Your FDA nod for biosimilars has come after several challenges...

Unlike small molecule generic drugs, the development of biosimilars is a highly expensive, complex and time-consuming exercise. This is because biosimilars are large and complex target-specific molecules, placed at the high end of the pharma value chain. We went through very challenging times, as there was a lot of skepticism on whether India could make it in this league.

Why have Indian pharma companies shied away from the biosimilars play?

Biosimilars is a very different league as it requires huge investments and much longer timelines. Most Indian companies which have been successful in generics but have shied away from this space and have not made serious bets. Biocon was among the earliest pharma companies in India to spot the opportunity offered by patent expirations on expensive innovator biologic drugs. We spearheaded this initiative as we had the risk appetite, skills and capabilities to address the biosimilars opportunity. It has been an expensive but successful journey and gives us confidence to invest more.

Before the final approval from the US FDA for our biosimilar Trastuzumab, we had to go through the scrutiny of FDA’s Oncologic Drugs Advisory Committee (ODAC) . The FDA uses advisory committees and panels to obtain independent expert advice on a variety of matters, including product approvals. The unanimous recommendation for approval of our biosimilar Trastuzumab by all the 16 members of the FDA’s ODAC is a testimony to our work in this complex area of biosimilars.

The approval for biosimilar Trastuzumab by the US FDA has helped us establish the high efficacy and quality perception of our product among a larger number of oncologists in India as well and have addressed the perception that biosimilars are not safe for patients. At the heart of it, we have demonstrated that strong commitment along side deep pockets are needed to make breakthroughs in biosimilars.

The market has welcomed it when you consider that Biocon's performance has been better when compared to the pharma index.

Yes. The markets have not been very optimistic about the Indian pharma sector for a number of reasons. If you look at the small molecules generics space, it is commoditising rapidly. Add to that the recent noise around warning letters issued to some of the Indian pharma companies by the US FDA.

However, ours is not a generics business but a differentiated long-term play in the biologics and biosimilars space. We were among the earliest players in India to take big risks and follow a capital intensive and research-intensive path of developing biosimilars at a time when guidelines for them were evolving. Eventually it has all worked out as we always erred on the side of caution. Investors are now realising the potential value of the biosimilars pipeline built painstakingly by Biocon over the past decade or so. Our current pipeline of biosimilars has an addressable global market opportunity of over $60 billion.

Will the government easing its stand on clinical trials help to address problems specific to South Asia?

I think Soumya Swaminathan, director general of Indian Council of Medical Research (now deputy director-general WHO), has done a terrific job of restoring the clinical trials.
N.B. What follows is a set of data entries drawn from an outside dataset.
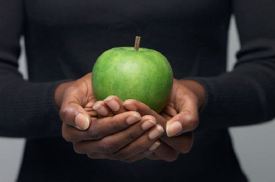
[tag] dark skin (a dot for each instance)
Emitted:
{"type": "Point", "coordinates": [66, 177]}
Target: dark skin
{"type": "Point", "coordinates": [100, 129]}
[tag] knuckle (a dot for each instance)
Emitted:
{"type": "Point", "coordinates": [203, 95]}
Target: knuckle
{"type": "Point", "coordinates": [193, 122]}
{"type": "Point", "coordinates": [67, 137]}
{"type": "Point", "coordinates": [77, 148]}
{"type": "Point", "coordinates": [148, 117]}
{"type": "Point", "coordinates": [93, 156]}
{"type": "Point", "coordinates": [187, 148]}
{"type": "Point", "coordinates": [108, 146]}
{"type": "Point", "coordinates": [120, 156]}
{"type": "Point", "coordinates": [172, 158]}
{"type": "Point", "coordinates": [94, 134]}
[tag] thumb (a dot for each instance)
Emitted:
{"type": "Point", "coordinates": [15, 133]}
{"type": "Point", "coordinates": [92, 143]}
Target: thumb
{"type": "Point", "coordinates": [74, 115]}
{"type": "Point", "coordinates": [186, 120]}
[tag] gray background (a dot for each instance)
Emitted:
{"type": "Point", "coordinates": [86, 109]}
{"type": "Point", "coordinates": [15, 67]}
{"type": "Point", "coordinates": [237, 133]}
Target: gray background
{"type": "Point", "coordinates": [254, 145]}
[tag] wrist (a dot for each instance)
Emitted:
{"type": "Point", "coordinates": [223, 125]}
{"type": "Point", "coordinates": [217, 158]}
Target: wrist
{"type": "Point", "coordinates": [196, 88]}
{"type": "Point", "coordinates": [59, 92]}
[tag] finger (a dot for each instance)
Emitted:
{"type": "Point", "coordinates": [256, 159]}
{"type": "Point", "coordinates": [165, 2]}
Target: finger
{"type": "Point", "coordinates": [143, 109]}
{"type": "Point", "coordinates": [141, 145]}
{"type": "Point", "coordinates": [145, 154]}
{"type": "Point", "coordinates": [89, 109]}
{"type": "Point", "coordinates": [152, 156]}
{"type": "Point", "coordinates": [102, 127]}
{"type": "Point", "coordinates": [175, 143]}
{"type": "Point", "coordinates": [170, 110]}
{"type": "Point", "coordinates": [165, 152]}
{"type": "Point", "coordinates": [114, 104]}
{"type": "Point", "coordinates": [112, 143]}
{"type": "Point", "coordinates": [74, 115]}
{"type": "Point", "coordinates": [101, 109]}
{"type": "Point", "coordinates": [186, 120]}
{"type": "Point", "coordinates": [182, 143]}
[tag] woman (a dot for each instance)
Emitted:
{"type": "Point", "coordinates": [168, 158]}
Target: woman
{"type": "Point", "coordinates": [63, 39]}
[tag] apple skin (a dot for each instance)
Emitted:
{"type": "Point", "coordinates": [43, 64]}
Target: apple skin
{"type": "Point", "coordinates": [142, 74]}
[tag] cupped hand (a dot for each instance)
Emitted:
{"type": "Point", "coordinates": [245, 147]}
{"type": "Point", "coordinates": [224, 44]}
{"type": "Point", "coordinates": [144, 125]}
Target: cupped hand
{"type": "Point", "coordinates": [180, 117]}
{"type": "Point", "coordinates": [126, 136]}
{"type": "Point", "coordinates": [186, 99]}
{"type": "Point", "coordinates": [169, 148]}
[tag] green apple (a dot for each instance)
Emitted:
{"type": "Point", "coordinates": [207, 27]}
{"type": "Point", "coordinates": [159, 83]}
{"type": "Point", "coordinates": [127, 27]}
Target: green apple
{"type": "Point", "coordinates": [129, 73]}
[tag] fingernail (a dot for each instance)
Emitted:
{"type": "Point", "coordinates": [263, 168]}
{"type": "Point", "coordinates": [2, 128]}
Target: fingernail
{"type": "Point", "coordinates": [157, 132]}
{"type": "Point", "coordinates": [100, 109]}
{"type": "Point", "coordinates": [173, 128]}
{"type": "Point", "coordinates": [148, 124]}
{"type": "Point", "coordinates": [154, 146]}
{"type": "Point", "coordinates": [113, 104]}
{"type": "Point", "coordinates": [133, 118]}
{"type": "Point", "coordinates": [82, 122]}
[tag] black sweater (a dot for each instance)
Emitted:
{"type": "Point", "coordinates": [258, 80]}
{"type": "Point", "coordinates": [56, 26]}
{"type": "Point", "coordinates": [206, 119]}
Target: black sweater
{"type": "Point", "coordinates": [63, 39]}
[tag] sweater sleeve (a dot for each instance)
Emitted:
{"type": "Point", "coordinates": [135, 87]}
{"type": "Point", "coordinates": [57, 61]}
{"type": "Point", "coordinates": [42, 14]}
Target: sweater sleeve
{"type": "Point", "coordinates": [26, 109]}
{"type": "Point", "coordinates": [247, 94]}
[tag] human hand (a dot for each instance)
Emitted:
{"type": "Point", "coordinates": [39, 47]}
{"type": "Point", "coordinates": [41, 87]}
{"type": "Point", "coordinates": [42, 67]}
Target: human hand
{"type": "Point", "coordinates": [119, 137]}
{"type": "Point", "coordinates": [186, 99]}
{"type": "Point", "coordinates": [169, 148]}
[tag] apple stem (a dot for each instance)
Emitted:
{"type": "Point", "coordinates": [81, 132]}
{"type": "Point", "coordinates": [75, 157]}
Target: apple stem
{"type": "Point", "coordinates": [137, 42]}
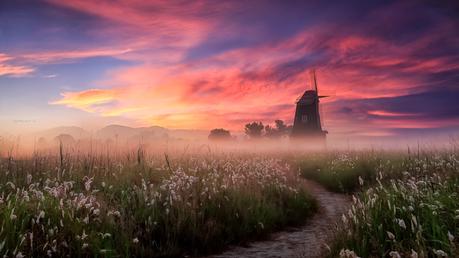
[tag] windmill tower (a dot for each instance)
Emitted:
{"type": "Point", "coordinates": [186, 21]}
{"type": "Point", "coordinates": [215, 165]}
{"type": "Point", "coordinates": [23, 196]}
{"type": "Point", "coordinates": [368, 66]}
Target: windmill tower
{"type": "Point", "coordinates": [307, 117]}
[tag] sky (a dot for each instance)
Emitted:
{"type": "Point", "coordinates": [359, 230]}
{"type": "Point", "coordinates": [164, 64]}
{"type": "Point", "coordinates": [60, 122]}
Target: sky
{"type": "Point", "coordinates": [390, 68]}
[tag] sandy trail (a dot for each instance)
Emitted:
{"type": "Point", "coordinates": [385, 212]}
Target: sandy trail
{"type": "Point", "coordinates": [306, 241]}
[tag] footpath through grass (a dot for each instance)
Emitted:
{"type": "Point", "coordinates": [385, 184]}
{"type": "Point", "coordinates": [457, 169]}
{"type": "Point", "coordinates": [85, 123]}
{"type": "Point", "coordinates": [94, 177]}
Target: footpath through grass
{"type": "Point", "coordinates": [404, 206]}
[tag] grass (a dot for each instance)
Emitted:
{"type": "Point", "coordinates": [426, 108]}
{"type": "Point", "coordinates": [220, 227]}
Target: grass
{"type": "Point", "coordinates": [404, 206]}
{"type": "Point", "coordinates": [144, 206]}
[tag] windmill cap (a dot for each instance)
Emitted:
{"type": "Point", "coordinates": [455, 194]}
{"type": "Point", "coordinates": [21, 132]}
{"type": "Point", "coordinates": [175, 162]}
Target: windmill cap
{"type": "Point", "coordinates": [308, 97]}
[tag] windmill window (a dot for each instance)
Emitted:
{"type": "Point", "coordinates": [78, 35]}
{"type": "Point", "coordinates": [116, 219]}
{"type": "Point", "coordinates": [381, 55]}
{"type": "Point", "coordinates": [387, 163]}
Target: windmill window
{"type": "Point", "coordinates": [304, 118]}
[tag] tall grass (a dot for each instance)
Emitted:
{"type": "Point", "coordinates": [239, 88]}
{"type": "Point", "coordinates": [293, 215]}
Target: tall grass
{"type": "Point", "coordinates": [408, 208]}
{"type": "Point", "coordinates": [81, 205]}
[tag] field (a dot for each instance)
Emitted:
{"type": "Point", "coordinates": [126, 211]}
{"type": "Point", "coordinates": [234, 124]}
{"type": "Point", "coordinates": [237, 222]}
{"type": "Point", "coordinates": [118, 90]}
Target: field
{"type": "Point", "coordinates": [152, 204]}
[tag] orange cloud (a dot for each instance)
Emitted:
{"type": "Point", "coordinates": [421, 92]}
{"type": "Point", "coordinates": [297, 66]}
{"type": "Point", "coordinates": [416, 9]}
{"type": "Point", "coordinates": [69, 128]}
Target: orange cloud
{"type": "Point", "coordinates": [384, 113]}
{"type": "Point", "coordinates": [86, 100]}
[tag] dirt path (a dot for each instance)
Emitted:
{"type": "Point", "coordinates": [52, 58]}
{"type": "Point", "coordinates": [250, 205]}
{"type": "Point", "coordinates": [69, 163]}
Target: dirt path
{"type": "Point", "coordinates": [306, 241]}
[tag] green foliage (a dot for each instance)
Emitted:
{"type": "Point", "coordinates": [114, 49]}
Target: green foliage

We suffered a huge setback in drug research when a blanket ban was imposed on clinical trials in 2013. The situation has improved since, with the Narendra Modi government taking some important steps to revive the clinical trials industry. In formulating the new guidelines, Swaminathan was able to address the concerns raised by the Supreme Court on the ethical conduct of these trials in India. The apex court’s key concerns related to compensation for clinical trial participants, informed consent and ensuring that there were no unethical clinical trials practices, have all been addressed through these guidelines. Clinical trials are critical if Indian patients are to benefit from the latest advances in medical research. Our doctors need to focus on clinical research rather than doing only clinical practice. Investigator-led clinical trials are very important as it gives better results. For India there is a huge opportunity in the area of translational research as we have a large and diverse patient base.

What do you make of governments trying to control the prices of drugs?

Any form of price control has its pros and cons. While I agree we need to increase access through affordable pricing and some of the drugs need to be under price control, I don’t agree with the current formula for calculating drug price caps. This is because the current formula treats at par companies that have made large investments in creating high-end R&D capabilities and modern US FDA-approved manufacturing infrastructure with a small company which has not invested in these areas. Many of these small companies are able to price drugs at one-tenth of the cost as they have not made significant investments in R&D and manufacturing infrastructure. In a competitive landscape where there are 500 competing brands for certain products market forces should be able to bring down prices to affordable levels. Our suggestion for an equitable formula of calculating price caps is to take the top 10 companies and compare their price variance to arrive at the ceiling price.